Menurut beberapa literartur, Dekrit Sultan Agung teresbut kemudian berlaku di seluruh wilayah kerajaan Mataram II: seluruh pulau Jawa dan Madura kecuali Banten,Batavia dan Banyuwangi (Balambangan). Ketiga daerah terakhir ini tidak termasuk wilayah kekuasaan Sultan Agung. Pulau Bali dan Palembang yang mendapatkan pengaruh budaya Jawa, juga tidak ikut mengambil alih kalender karangan Sultan Agung ini.
Nah bagaimana dengan Kalender Masehi? Dari angle kelahirannya tampak cukup jelas dan tidak bisa dinafikan adanya semangat untuk melahirkan suatu budaya menghitung hari yang berakar pada kelahiran Yesus yang mereka hormati. Apalagi, kelahiran Al-Masih tersebut juga sering dimaknai sebagai suatu pengejawantahan dari nilai-nilai perdamaian serta unsur menepati janji.
Awal kalender ini merujuk pada tahun yang sering dianggap tahun kelahiran Nabi Isa Al-Masih, karenanya disebut Masehi, Masihiyah atau Yesus dari Nazaret. Di sisi lain, tahun-tahun sebelum itu disebut Sebelum Masehi (SM). Meskipun tahun 1 dianggap sebagai tahun kelahiran Yesus, namun banyak ahli sejarah menyangsikannya. Perbedaan tersebut berkisar dari 18SM hingga 7SM.

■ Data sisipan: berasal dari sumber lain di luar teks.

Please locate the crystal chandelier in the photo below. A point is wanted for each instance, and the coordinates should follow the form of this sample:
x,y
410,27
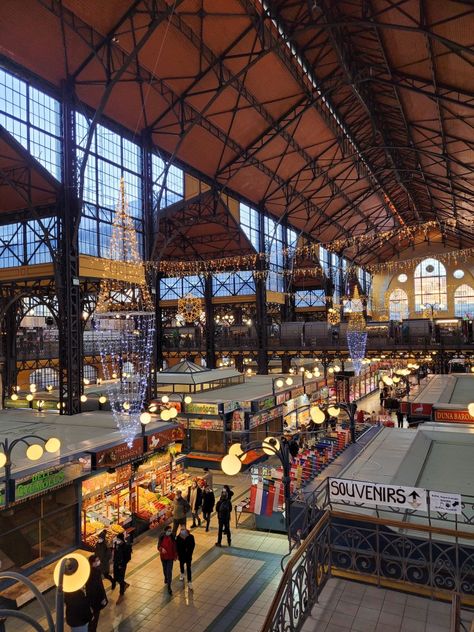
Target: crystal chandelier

Berbeda dengan Kalender Hijriyah yang menyadarkan diri pada hitungan putaran bulan, Kalender Masehi merujuk pada Kalender Gregorian. Sistem penanggalan Gregorian adalah sistem penanggalan yang berdasarkan pada siklus pergerakan semu Matahari melewati titik vernal equinok dua kali berturut-turut, yang lamanya rata-rata adalah 365, 242199 hari. Titik vernal equinok adalah titik semu pada lintasan eliptika tempat Matahari melewati atau tepat berada pada garis ekuator langit (perpanjangan garis ekuator Bumi), yang terjadi sekitar tanggal 21 Maret. Oleh karena penyesuaian dengan pergerakan semu Matahari inilah, satu tahun dalam kalender Gregorian lamanya 365 hari.
Dari berbagai uraian di atas, sangat beralasan bila orang Indonesia harus bersyukur memiki momentum tripartit tahun baru dalam kurun waktu kurang dari satu bulan karena ketiga-tiganya ternyata root causes-nya sarat nilai-nilai religi. Kalender Jawa dan Islam membawa semangat perubahan dan revolusi dari satu kondisi jahiliyah menuju zaman penuh makna. Sedangkan Kalender Masehi menebarkan perdamaian dalam kehidupan umat manusia.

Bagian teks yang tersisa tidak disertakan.